Ruy Sánchez paladea el placer que le genera, a la distancia, el hecho de recordarse como un joven inexperto y asustado, el veinteañero que experimentaba la vida en pareja. «Descubrí que tenía muchas limitaciones, que no entendía lo que sucedía, que me comportaba como un típico macho mexicano», dice con una risa que estalla contra el cliché de la virilidad made in México. «Yo trataba de comprender en qué consistía el deseo masculino, el deseo femenino, el deseo en general. Esto se fue convirtiendo no sólo en una necesidad de comprender, sino de salvar esa relación, pero al mismo tiempo de convertir en historia todo aquello que iba sucediendo. Pero eso fue después; al principio, sólo quería sobrevivir en París».
¿Qué pasó cuando estudió con Barthes, Deleuze, Rancière? ¿De qué modo incidieron esas clases y las lecturas de estos pensadores en su exploración del deseo?

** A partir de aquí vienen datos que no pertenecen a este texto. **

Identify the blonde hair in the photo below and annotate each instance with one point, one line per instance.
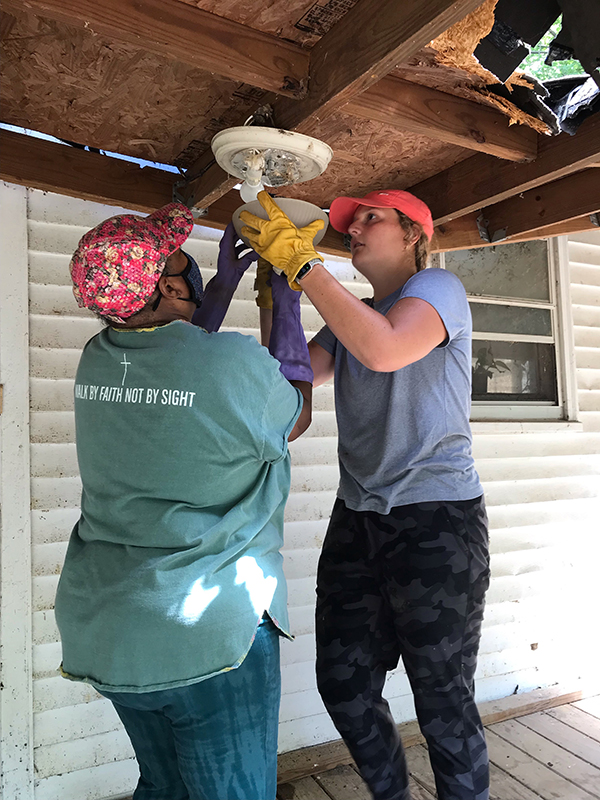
(422, 243)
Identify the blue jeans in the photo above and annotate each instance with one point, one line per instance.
(212, 740)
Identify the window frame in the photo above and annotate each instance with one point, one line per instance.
(559, 305)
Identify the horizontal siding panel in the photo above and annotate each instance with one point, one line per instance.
(585, 251)
(589, 399)
(588, 379)
(316, 478)
(68, 332)
(312, 450)
(519, 445)
(48, 558)
(49, 237)
(51, 395)
(305, 533)
(52, 300)
(58, 692)
(300, 563)
(54, 525)
(50, 268)
(52, 426)
(301, 591)
(44, 629)
(586, 336)
(587, 358)
(302, 619)
(47, 493)
(96, 783)
(570, 511)
(69, 723)
(582, 273)
(54, 460)
(315, 506)
(585, 295)
(53, 364)
(586, 315)
(46, 660)
(44, 591)
(535, 491)
(93, 751)
(324, 424)
(528, 467)
(591, 420)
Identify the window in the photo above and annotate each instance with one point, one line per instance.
(519, 367)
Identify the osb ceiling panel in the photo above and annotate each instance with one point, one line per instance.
(76, 85)
(301, 21)
(371, 155)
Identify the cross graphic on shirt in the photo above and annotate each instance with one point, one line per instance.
(125, 364)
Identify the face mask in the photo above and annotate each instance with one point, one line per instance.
(193, 280)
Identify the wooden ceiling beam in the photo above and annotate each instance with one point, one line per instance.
(553, 203)
(481, 180)
(40, 164)
(463, 234)
(53, 167)
(438, 115)
(363, 47)
(358, 51)
(187, 34)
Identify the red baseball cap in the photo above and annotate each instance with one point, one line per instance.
(343, 209)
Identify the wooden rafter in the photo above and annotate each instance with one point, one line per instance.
(362, 48)
(187, 34)
(419, 109)
(463, 234)
(49, 166)
(559, 201)
(481, 180)
(53, 167)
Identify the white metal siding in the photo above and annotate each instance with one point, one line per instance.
(542, 491)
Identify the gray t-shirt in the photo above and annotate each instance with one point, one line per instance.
(404, 436)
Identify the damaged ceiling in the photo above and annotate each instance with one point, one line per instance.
(393, 88)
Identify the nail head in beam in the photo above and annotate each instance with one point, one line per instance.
(482, 180)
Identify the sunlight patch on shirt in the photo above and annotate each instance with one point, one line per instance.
(196, 603)
(260, 589)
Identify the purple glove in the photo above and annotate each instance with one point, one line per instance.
(220, 290)
(288, 342)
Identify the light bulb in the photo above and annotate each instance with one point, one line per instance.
(249, 192)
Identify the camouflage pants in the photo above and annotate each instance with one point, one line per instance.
(412, 584)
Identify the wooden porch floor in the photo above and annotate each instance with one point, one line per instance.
(549, 755)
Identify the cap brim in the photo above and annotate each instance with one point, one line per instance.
(343, 209)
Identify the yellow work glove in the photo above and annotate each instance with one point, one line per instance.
(264, 298)
(279, 241)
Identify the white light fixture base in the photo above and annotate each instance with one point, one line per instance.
(269, 157)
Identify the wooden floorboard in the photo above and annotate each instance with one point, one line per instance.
(578, 719)
(547, 752)
(547, 755)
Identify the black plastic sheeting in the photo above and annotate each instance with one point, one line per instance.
(563, 104)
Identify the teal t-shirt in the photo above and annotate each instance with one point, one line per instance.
(182, 448)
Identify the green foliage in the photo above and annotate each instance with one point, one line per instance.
(534, 63)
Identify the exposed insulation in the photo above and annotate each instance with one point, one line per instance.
(455, 46)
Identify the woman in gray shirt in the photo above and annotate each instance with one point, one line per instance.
(405, 563)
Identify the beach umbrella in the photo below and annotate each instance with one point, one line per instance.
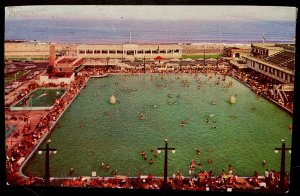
(158, 58)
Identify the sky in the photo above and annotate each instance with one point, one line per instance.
(272, 13)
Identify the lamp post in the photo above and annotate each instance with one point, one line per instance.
(166, 161)
(47, 163)
(282, 164)
(144, 64)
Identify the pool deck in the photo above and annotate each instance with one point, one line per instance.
(289, 111)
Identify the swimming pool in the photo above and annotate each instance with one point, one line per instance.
(190, 111)
(40, 99)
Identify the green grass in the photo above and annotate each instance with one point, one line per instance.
(197, 56)
(12, 77)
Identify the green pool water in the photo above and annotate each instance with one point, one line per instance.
(42, 98)
(94, 131)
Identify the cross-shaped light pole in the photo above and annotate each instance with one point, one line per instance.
(47, 163)
(282, 167)
(166, 161)
(144, 64)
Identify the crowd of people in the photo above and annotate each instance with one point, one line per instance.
(202, 181)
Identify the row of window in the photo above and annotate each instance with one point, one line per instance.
(273, 71)
(128, 52)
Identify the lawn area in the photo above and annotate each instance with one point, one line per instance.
(12, 77)
(197, 56)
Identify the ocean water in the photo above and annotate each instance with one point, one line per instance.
(149, 31)
(245, 133)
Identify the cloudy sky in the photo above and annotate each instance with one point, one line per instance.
(273, 13)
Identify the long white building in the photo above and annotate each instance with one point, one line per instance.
(129, 51)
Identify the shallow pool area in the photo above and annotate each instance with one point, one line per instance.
(192, 112)
(39, 99)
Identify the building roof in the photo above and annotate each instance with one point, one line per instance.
(282, 58)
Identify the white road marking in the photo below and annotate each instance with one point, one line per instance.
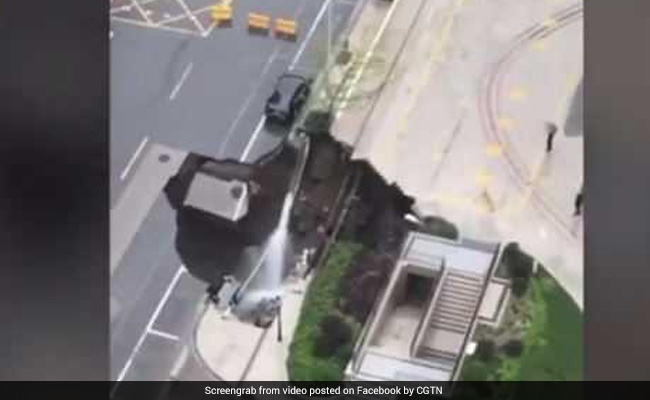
(367, 56)
(165, 335)
(153, 318)
(134, 157)
(191, 16)
(304, 43)
(161, 27)
(142, 12)
(180, 361)
(178, 86)
(249, 146)
(169, 18)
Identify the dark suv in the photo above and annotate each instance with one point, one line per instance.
(289, 96)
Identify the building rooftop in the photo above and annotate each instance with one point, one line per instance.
(224, 198)
(421, 326)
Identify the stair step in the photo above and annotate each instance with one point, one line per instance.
(447, 320)
(454, 316)
(465, 275)
(447, 327)
(470, 300)
(463, 290)
(438, 353)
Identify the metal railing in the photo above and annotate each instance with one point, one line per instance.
(470, 331)
(423, 325)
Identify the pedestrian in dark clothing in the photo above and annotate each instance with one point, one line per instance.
(551, 130)
(578, 203)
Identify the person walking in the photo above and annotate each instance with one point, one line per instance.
(578, 203)
(551, 130)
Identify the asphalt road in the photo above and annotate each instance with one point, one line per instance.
(196, 94)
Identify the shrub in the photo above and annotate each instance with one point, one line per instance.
(513, 348)
(324, 291)
(519, 264)
(519, 286)
(362, 284)
(318, 122)
(486, 350)
(334, 333)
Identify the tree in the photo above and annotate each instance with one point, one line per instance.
(486, 350)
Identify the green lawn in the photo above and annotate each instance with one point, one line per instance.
(553, 348)
(321, 300)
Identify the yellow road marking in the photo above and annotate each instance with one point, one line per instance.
(434, 59)
(494, 149)
(506, 123)
(517, 93)
(483, 178)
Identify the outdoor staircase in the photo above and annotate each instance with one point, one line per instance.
(457, 302)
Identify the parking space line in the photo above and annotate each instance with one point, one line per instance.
(310, 33)
(165, 335)
(178, 86)
(153, 318)
(134, 157)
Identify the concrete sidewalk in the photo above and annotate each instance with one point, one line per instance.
(426, 129)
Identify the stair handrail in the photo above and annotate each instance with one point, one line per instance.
(470, 331)
(426, 317)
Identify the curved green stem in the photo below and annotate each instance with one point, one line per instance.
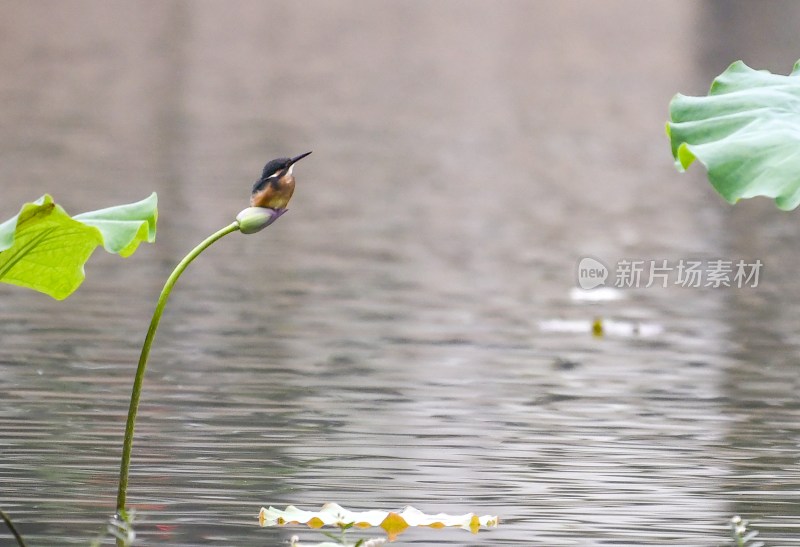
(148, 341)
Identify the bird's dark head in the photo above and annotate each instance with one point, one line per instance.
(280, 167)
(275, 187)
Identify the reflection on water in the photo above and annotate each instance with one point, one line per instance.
(380, 345)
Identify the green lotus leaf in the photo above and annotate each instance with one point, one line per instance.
(746, 133)
(45, 249)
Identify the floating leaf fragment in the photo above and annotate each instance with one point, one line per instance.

Comencé a anotar todo lo que observaba bajo la influencia de las «figuras del deseo» de Barthes. Estaba viviendo como alumno la creación de ese libro que después se llamó Fragmentos de un discurso amoroso. Esos profesores te daban ideas para pensar la vida. Y en este ciclo de Mogador, que empezó cuando publiqué Los nombres del aire, están, de una manera completamente distinta, las influencias del discurso amoroso de Barthes. En uno de mis libros, Con la literatura en el cuerpo, describo ese momento en que Barthes, mientras estaba escribiendo los Fragmentos..., a mitad del curso, se enamora. Lo que iba a ser un curso técnico, como el libro S/Z, se convierte en un libro en el cual las experiencias son parte de la vida. Todo ese momento de enseñanza me hizo absorber muchísimas cosas; algunos profesores fueron más influyentes que otros. Deleuze fue muy influyente en mi trabajo, pero siempre tuve conciencia de que lo que escribiera tenía que ser muy personal. No quería ser un epígono de los profesores, pero tampoco quería ser un imitador de los autores que eran modelos del momento, Gabriel García Márquez, Juan Rulfo o José Agustín. Yo quería ser completamente distinto, no por ser original, sino porque quería ser yo mismo.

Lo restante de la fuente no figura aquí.